Dünyaya açılma ve Kayserililik
KTO Başkanı Hasan Ali Kilci, Kayseri’nin dönüşümde en önemli unsurun kentin
küreselleşmeye ayak uydurması ve AB sürecini ciddiye alıp, bu sürecin etkilerini
kendisi için olumluya çevirmesi olduğunu düşünüyor. Örneğin, Boydak Grubu,
Türkiye’deki mobilya sektörünün uluslararası pazarlarda Almanya, İtalya gibi
güçlü üreticilerle rekabet edebilmesi için, üretim ve kalite kapasitesinin,
tasarım ve markalaşma ile birleştirilmesi gerektiğinin farkında. Mustafa Boydak,
markalaşma süreci içerisinde AB’nin beklediği standartlara ulaşmanın
zorunluluğunu belirtiyor.
Ekonomik dinamizme karşın, son yıllarda yapılan alışveriş merkezleri
sosyalleşme ihtiyacını gidermeye büyük katkı sağlasa da kent insanının sosyal
aktivite anlayışına paralel olarak, ‘dışarı çıkma’ kültürü yerine ‘ev
oturmaları’ kültürü yaygın. Hava kararınca sokakların bomboş olduğu bir Kayseri
ile karşılaşıyorsunuz. Şehrin dışardan çok fazla göç almayan yapısı kültürel
homojenlik sağlanmasına katkıda bulunmuş ve kent kimliği farklılıkların birlikte
yaşaması ve çok-kültürlülük yerine ‘Kayserililik’ olgusu üzerinden şekillenmiş.

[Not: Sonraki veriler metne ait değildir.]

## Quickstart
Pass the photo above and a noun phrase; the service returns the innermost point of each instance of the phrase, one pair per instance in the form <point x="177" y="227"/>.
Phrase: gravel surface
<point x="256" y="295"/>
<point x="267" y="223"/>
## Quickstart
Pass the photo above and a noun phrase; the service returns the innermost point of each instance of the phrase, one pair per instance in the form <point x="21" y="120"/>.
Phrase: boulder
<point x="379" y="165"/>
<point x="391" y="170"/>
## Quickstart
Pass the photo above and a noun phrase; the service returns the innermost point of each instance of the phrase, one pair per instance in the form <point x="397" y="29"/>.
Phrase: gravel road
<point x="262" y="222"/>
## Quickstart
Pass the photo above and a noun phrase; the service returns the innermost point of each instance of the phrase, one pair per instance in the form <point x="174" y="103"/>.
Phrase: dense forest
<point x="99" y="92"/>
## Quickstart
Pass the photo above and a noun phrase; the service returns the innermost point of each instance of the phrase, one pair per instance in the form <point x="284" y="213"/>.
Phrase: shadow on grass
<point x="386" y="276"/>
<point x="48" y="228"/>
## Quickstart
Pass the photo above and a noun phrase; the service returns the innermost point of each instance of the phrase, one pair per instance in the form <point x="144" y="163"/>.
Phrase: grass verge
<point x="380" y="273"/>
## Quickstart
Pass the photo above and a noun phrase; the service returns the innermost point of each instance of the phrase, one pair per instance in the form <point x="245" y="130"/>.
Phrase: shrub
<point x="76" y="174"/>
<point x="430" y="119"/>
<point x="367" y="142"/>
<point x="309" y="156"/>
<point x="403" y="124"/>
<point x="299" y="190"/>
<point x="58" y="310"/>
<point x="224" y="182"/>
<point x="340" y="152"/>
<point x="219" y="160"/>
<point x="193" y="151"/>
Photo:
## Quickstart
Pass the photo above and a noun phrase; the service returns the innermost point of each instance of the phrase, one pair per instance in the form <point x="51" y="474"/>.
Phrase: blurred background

Toplumsal bağlılık, dayanışma ve yardımlaşma, ekonomik yaşamda var; ama
farklılıkların çok olmadığı bir kentsel yaşamı da içeriyor Kayserlilik
olgusu.
Bütün bu dinamizme ve ekonomik büyümeye karşı, Kayseri her geçen gün
derinleşen ekonomik krizden korkuyor. 26 Aralık 2008’deki açıklamasında KAYSO
Yönetim Kurulu Başkanı Boydak, ileriyi göremediklerini ve hükümetinin krize, hem
AB sürecini canlandırarak, hem IMF ile anlaşarak, hem de üretime önem vererek
yaklaşması gerektiğini söylüyor. Boydak’a göre AB Projesi Türkiye için hayati
önem taşıyan bir proje ve bu proje konusunda son iki yıldır isteksizlik var.
Kilci de Kayseri’de ekonomik sıkıntının giderek büyüdüğünü ifade ettiği, 27
Şubat 2009’daki konuşmasında, Organize Sanayi Bölgesi’nde üç sene önce açılan
200’e yakın fabrikanın yüzde 80‘inin kiralık ya da satılık olduğunu söyleyerek,
hükümetten sanayi kapasitesini arttırıcı tedbirleri yaşama geçirmesini
istiyor.
Anadolu’nun iki kaplanı acil tedbir istiyor
1990’lardan bugüne Anadolu’nun yaşadığı değişimden, ekonominin
dinamikleşmesinden, bu dinamizmin yarattığı ‘yeni orta sınıf’ olgusundan ve daha
özelde de, değişim sürecini simgeleyen ‘Anadolu Kaplanları’ tanımlamasından
konuşurken ilk akla gelen kentlerin başında, Kayseri ve Konya vardır.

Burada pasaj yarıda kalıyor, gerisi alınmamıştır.